As YouTube employees deactivated the chat function on the House’s official channel, Alexandria Walden, who works on Google’s Public Policy counsel, testified that users are bound to Google’s community guidelines, CNBC reports.

“I want to state clearly that every Google product that hosts user content prohibits incitement of violence and hate speech against individuals or groups based on specified attributes,” Walden said. “We view both as grave social ills, so our policies go beyond what the U.S. requires.”

Then she detailed YouTube’s system for flagging and removing content which utilizes people and machine intervention. But with the horrific shootings that killed 50 people last month at two mosques in Christchurch New Zealand, the system was deeply strained. Copies of a video showing one of the attacks proliferated swiftly and YouTube was unable to keep up with the pace of the uploads.

And even though YouTube deactivated comments on the House’s stream, users still found ways to share their toxic propaganda by commenting on other streams or by sharing their own. Red Ice TV, which the Anti-Defamation League describes as being run by white supremacists, provided its own stream of the hearing along with its own commentary.

Red Ice TV was the last channel to have its comments disabled, but the most disturbing thing about this is that the platform’s stream was monetized. Commenters used the Super Chat feature to donate money as the hearing wore on. One person donated $100, and wrote:

“This is nothing but the elites and globalists setting up laws that will be enacted in a single pen stroke against the white race in the future. I am also a person of interest for donating to Red Ice over the years and I don’t f***ing care…”

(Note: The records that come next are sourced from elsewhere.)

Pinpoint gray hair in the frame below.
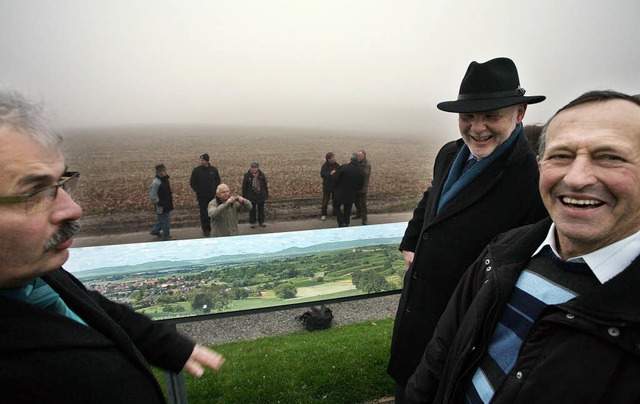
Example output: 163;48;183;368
538;90;640;158
0;89;62;148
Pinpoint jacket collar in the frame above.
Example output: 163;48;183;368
489;218;640;323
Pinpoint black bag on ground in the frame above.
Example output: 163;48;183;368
296;305;333;331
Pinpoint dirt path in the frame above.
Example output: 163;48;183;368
73;212;411;247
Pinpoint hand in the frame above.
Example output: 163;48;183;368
183;344;225;378
402;250;415;269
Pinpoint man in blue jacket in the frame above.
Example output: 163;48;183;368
0;91;224;403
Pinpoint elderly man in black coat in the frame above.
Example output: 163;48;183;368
0;91;224;403
387;58;547;402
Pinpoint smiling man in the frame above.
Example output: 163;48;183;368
0;91;224;403
406;91;640;403
388;58;547;403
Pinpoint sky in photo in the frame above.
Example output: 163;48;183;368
64;223;406;274
0;0;640;139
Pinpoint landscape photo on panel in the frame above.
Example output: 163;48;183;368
64;223;406;319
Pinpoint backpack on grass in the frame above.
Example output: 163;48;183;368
296;305;333;331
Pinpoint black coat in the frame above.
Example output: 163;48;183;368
189;165;221;201
242;170;269;202
0;268;194;403
333;163;364;204
157;175;173;212
388;135;547;384
406;219;640;403
320;161;340;191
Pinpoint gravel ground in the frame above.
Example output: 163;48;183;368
177;294;400;345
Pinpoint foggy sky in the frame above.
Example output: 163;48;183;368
0;0;640;142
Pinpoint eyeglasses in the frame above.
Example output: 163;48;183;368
0;171;80;213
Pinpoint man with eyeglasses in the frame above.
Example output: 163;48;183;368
0;90;224;403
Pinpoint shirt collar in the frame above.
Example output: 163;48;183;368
532;223;640;283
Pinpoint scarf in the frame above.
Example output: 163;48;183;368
0;278;87;325
436;123;522;213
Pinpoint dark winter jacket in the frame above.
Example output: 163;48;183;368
242;170;269;203
358;158;371;194
149;175;173;213
320;161;340;191
406;219;640;403
189;165;222;201
0;268;194;403
388;130;547;384
333;162;364;204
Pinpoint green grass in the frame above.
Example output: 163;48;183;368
157;319;395;404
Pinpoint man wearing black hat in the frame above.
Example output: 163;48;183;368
189;153;222;237
387;58;547;402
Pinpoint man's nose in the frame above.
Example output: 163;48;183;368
51;188;82;223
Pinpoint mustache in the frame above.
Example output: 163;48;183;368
44;220;80;251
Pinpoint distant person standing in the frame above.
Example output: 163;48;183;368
190;153;222;237
242;161;269;229
149;163;173;240
353;150;371;224
209;184;253;237
333;153;364;227
320;152;340;220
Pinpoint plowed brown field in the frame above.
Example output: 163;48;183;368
63;126;441;234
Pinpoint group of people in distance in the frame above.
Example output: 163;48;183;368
149;153;269;240
0;58;640;403
320;150;371;227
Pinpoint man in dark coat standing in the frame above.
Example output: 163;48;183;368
149;163;173;241
387;58;547;402
242;161;269;229
0;91;224;403
189;153;222;237
333;153;364;227
320;152;340;220
406;91;640;404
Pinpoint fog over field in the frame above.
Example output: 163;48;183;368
63;125;442;233
0;0;640;143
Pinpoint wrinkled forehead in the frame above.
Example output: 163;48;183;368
546;99;640;143
0;131;65;189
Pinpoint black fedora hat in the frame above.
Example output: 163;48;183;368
438;58;547;112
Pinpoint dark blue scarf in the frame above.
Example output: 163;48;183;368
0;278;87;325
436;123;522;213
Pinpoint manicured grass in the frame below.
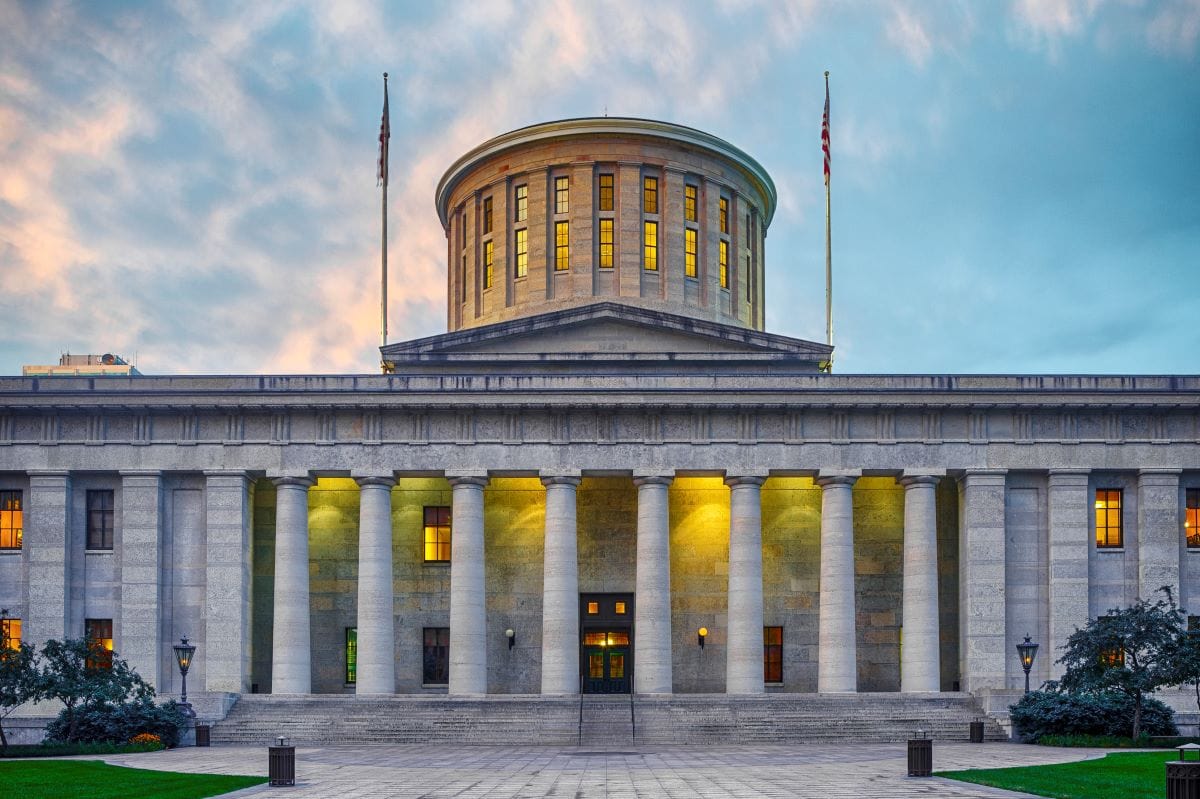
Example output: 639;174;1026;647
0;761;266;799
937;752;1178;799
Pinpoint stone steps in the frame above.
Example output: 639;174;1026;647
212;693;1006;746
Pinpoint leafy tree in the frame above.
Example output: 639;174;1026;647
42;638;154;741
1058;585;1186;738
0;643;42;752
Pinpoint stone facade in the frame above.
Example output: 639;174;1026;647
0;120;1200;719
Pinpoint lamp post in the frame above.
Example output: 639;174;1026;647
1016;636;1038;693
174;636;196;719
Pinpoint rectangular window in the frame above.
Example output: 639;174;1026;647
683;228;696;277
425;505;450;563
421;627;450;685
0;491;25;549
596;175;613;211
642;222;659;272
716;239;730;288
516;228;529;277
0;619;20;650
88;488;113;549
554;222;571;272
512;185;529;222
600;220;612;269
1096;488;1124;547
642;178;659;214
554;178;570;214
83;619;113;668
1185;488;1200;549
346;627;359;685
762;627;784;683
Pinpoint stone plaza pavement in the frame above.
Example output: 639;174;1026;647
93;743;1104;799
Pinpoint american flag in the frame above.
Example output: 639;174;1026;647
821;78;829;186
378;73;391;187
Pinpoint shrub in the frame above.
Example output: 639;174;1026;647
1012;691;1178;740
46;697;190;747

Here’s a smattering of some of the hateful comments, followed at the end by a video in which Mohammad Abu-Salha describes the tragic murder of his two daughters and his son-in-law at the hands of a white nationalist.

The House Judiciary Committee called for the hearing Tuesday to discuss technology’s role in the spread of hate, and quite obviously this is a complicated issue that isn’t going to disappear any time soon.

In the age of Trump’s America, those who would create harm are crawling out of the woodwork.